This is a research / portfolio project: a defensive evaluation framework for audio deepfake (spoofing) detection on the public ASVspoof 2021 LA benchmark. It ships no deployed service or endpoint. Its purpose is to measure where and why a pretrained detector fails — for defenders — not to generate spoofed audio or to help evade detection. The findings in report.md (which attacks evade, where conformal coverage breaks) are evaluation results on a public benchmark, not an evasion recipe.

If you find a security issue in this code — e.g. unsafe deserialization, a path-traversal in the data loaders, or a dependency CVE that affects how it runs:

• Preferred: open a private report via GitHub → Security → Report a vulnerability (private vulnerability reporting / Security Advisories).
• For non-sensitive bugs, a regular GitHub issue is fine.

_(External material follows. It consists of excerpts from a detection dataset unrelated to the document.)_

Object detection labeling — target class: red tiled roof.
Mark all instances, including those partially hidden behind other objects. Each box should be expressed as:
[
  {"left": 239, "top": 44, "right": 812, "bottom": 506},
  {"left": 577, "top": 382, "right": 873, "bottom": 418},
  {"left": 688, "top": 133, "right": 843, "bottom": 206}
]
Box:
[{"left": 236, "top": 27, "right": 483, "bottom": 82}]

Please don't open a public issue for anything exploitable until it has been addressed. There are no versioned releases; main is the reference.

• The Python code under src/, scripts/, experiments/, tests/.
• Dependency vulnerabilities that affect how this code runs.

• Adversarial robustness of the detector itself — that a spoofing system can fool the countermeasure is the research subject of this repo (documented in report.md), not a vulnerability in this code.
• The pretrained model weights (SSL_Anti-spoofing) and the ASVspoof corpus — third-party artifacts; report issues to their maintainers.

This code loads model checkpoints and embedding caches with torch.load(...) and numpy.load(..., allow_pickle=True). Both formats can execute arbitrary code on load. Only load .pth / .npz artifacts from sources you trust — i.e. the linked Hugging Face repos or caches you generated yourself — never an untrusted file. No secrets or credentials are committed; large/regenerable artifacts and corpora are gitignored, and weights/embeddings are hosted externally.